The recently much-discussed "Guiding Opinions on Promoting the Entry of Medium and Long-term Capital into the Market" also mentioned the establishment of a "fast-track approval channel for ETF index funds". Fu Guo Fund stated that ETFs, with their characteristics of high position and high transparency, effectively enhance the stability and efficiency of the market. By establishing a fast-track approval mechanism for ETFs, the listing speed of ETFs can be accelerated, providing investors with more choices.

In the view of Guotai Fund, ETFs, as one of the important infrastructures of the capital market, play an increasingly important role in serving national strategies, serving high-quality economic development, and guiding resource allocation.
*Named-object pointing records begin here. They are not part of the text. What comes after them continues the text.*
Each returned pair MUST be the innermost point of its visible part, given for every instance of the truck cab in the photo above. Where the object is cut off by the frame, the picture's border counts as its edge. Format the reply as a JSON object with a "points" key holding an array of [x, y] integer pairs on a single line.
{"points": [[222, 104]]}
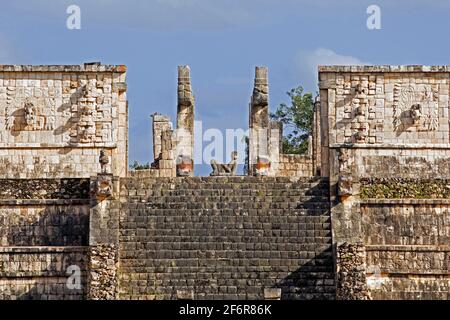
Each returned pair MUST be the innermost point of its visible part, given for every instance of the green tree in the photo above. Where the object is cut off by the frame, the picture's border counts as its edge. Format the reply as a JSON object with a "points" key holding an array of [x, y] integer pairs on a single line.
{"points": [[296, 119]]}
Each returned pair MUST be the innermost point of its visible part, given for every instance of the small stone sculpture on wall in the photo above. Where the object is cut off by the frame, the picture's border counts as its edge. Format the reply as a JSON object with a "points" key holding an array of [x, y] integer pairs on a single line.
{"points": [[220, 169]]}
At the same time, they also play a positive role in serving the real economy, promoting the entry of long-term capital into the market, and helping patient capital to layout high-quality assets.

The attractiveness of A-share assets continues to increase.

As the CSI 500 ETF is about to be listed, the A-share market has ushered in multiple favorable policies, and investor sentiment has quickly warmed up, accumulating strength for the market to do more.

Huatai Baorui Fund analysis shows that overseas, the Federal Reserve has started a rate cut cycle, and some overseas central banks have successively lowered benchmark interest rates. The marginal improvement in global liquidity is expected to further enhance the attractiveness of A-share assets, making them a destination for global capital re-allocation. Domestically, a series of incremental policies including reserve requirement ratio cuts, interest rate cuts, reduction of existing housing loan interest rates, and the creation of new monetary tools have been introduced, which has greatly boosted market confidence.

Taikang Fund also stated that the heavyweight voice of the decision-making layer is conducive to promoting the decline of capital costs, showing the urgent attitude of policy efforts, boosting market confidence, pulling the market's short-term rebound, and there is also room for growth in the medium and long-term dimensions.

Looking forward to the future market, Taikang Fund believes that the excess returns of investing in industry leaders are significant. In addition, sectors with high sensitivity to interest rates, such as technology growth, domestic demand sectors where policy efforts are directed, and overseas expansion sectors, may benefit marginally. Moreover, undervalued Hong Kong stocks are expected to attract funds allocated to emerging markets, ushering in a new round of investment opportunities.